TitleCortical and subcortical neurodegeneration is associated with HIV neurocognitive impairment
Publication TypeJournal Article
Year of Publication2006
AuthorsMoore, D, Masliah, E, Rippeth, JD, Gonzalez, RG, Carey, C, Cherner, M, Ellis, RJ, Achim, C, Marcotte, TD, Heaton, RK, Grant, I
JournalAIDS (London, England)
Date Published04/2006
KeywordsAdult, Brain, Cerebral Cortex, Cognition Disorders, Confocal, Disease Progression, Follow-Up Studies, Hippocampus, HIV Infections, Humans, Internal, Male, Microscopy, Middle Aged, Neurodegenerative Diseases, Neuropsychological Tests, Prospective Studies

OBJECTIVE: To determine the association of markers of regional neurodegeneration (ND) at autopsy to degree of neurocognitive impairment in persons with HIV. DESIGN: In a prospectively followed cohort of HIV-infected individuals we examined the relationship between antemortem neuropsychological (NP) abilities and postmortem neuropathological data. METHODS: Twenty-seven HIV-infected individuals with both neuropsychological and neuropathological data were identified. Laser confocal scanning microscopy was used to determine the degree of ND based on: (1) microtubule-associated protein (MAP2; reflecting neuronal cell bodies and dendrites) and (2) synaptophysin (SYN; a measure of presynaptic terminals). A regional combined score, based on the distribution of percentage neuropil occupied by MAP2 and SYN and emphasizing severity of ND, was created for each brain region: midfrontal cortex, hippocampus, and putamen. RESULTS: The regional combined scores from each brain region studied were better correlated with level of global NP impairment than measures of SYN and MAP2 individually.
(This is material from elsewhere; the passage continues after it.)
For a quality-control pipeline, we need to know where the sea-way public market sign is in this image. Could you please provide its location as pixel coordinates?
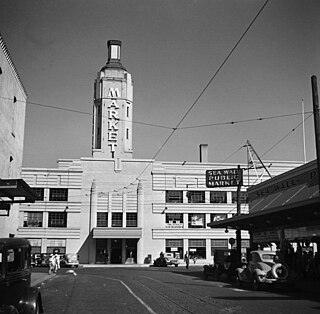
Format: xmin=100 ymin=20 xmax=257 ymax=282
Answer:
xmin=206 ymin=168 xmax=242 ymax=188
In a regression, hippocampal and putamen regional combined scores were independent predictors of degree of antemortem NP impairment (F(3,23) = 6.17; P < 0.01; R2 = 0.45). The correlations among regional ND measures demonstrated that ND is unevenly distributed across multiple brain regions. CONCLUSIONS: As the anatomic distribution and temporal progression of neuropathologic changes appears to differ across individuals, it is important to consider both cortical and subcortical brain regions in studies of neuropathogenesis and treatment of HIV-related brain disease. Furthermore, combining information from several markers of neural injury provided the strongest association with degree of neurocognitive impairment during life.